Ils soutiennent que :
— la décision attaquée est entachée d’un défaut de motivation ;
— elle est entachée d’une erreur manifeste d’appréciation dans l’application des articles L. 522-3 et L. 551-16 du code de l’entrée et du séjour des étrangers et du droit d’asile ;
— elle est entachée d’une erreur manifeste d’appréciation de la situation personnelle des requérants et de leurs enfants.
Par un mémoire en défense enregistré le 5 octobre 2024, le directeur général de l’Office français de l’immigration et de l’intégration conclut au rejet de la requête.
Il soutient, à titre principal, que les conclusions sont irrecevables et, à titre subsidiaire, qu’aucun moyen de la requête n’est fondé.

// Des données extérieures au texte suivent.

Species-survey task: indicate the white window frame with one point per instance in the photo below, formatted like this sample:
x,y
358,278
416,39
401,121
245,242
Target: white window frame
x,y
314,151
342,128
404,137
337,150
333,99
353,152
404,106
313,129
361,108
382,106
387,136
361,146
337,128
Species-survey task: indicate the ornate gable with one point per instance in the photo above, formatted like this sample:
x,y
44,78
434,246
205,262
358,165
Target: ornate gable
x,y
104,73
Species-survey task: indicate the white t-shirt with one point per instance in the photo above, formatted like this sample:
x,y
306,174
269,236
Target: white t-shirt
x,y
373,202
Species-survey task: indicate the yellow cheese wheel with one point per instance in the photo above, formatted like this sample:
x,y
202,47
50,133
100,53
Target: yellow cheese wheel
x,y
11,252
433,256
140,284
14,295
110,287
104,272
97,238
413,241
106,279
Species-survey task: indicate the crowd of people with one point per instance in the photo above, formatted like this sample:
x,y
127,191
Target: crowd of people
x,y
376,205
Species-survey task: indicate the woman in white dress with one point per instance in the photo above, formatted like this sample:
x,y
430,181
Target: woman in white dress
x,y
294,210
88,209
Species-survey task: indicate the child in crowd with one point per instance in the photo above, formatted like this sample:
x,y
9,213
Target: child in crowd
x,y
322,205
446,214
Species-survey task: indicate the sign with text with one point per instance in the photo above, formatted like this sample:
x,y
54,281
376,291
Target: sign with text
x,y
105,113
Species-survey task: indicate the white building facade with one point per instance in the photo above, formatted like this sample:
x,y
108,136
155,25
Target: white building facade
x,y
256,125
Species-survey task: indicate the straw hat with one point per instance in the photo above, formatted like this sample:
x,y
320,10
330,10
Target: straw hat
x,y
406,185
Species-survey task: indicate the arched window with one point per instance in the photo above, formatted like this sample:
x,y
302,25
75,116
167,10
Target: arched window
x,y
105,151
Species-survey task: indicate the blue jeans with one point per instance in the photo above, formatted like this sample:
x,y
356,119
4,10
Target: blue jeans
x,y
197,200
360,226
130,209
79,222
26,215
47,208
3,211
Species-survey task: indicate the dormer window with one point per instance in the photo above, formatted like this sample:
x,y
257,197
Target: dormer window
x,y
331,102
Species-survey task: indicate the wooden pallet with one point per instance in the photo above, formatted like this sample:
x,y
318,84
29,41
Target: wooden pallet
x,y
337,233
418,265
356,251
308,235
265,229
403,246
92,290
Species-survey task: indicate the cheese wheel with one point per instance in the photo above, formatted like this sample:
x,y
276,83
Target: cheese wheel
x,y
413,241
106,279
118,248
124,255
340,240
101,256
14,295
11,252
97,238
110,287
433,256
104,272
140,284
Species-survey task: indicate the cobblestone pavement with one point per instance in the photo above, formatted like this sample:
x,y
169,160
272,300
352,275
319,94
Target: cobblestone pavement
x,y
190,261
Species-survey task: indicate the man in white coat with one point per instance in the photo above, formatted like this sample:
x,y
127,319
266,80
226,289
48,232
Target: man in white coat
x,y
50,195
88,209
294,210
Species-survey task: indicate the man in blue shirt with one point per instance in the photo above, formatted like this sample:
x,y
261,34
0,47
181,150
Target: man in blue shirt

Vu les autres pièces du dossier.
Vu :
— le code de l’entrée et du séjour des étrangers et du droit d’asile,
— la loi n° 91-647 du 10 juillet 1991,
— le code de justice administrative.
La présidente du tribunal a désigné Mme Gigault, première conseillère, pour statuer sur les demandes présentées au titre des articles L. 921-1, L. 921-2, L. 921-3, L. 921-4, L. 922-1 et L. 922-2 du code de l’entrée et du séjour des étrangers et du droit d’asile.
Les parties ont été régulièrement averties du jour de l’audience.
Ont été entendus au cours de l’audience publique :
— le rapport de Mme Gigault,
— les observations de Me Sarasqueta, représentant Mme A et M. B, qui conclut aux mêmes fins par les mêmes moyens,
— les observations de Mme A et M. B, assistés de Mme E, interprète en langue bengali, qui répondent aux questions de la magistrate désignée,
— l’Office français de l’immigration et de l’intégration n’étant ni présent, ni représenté.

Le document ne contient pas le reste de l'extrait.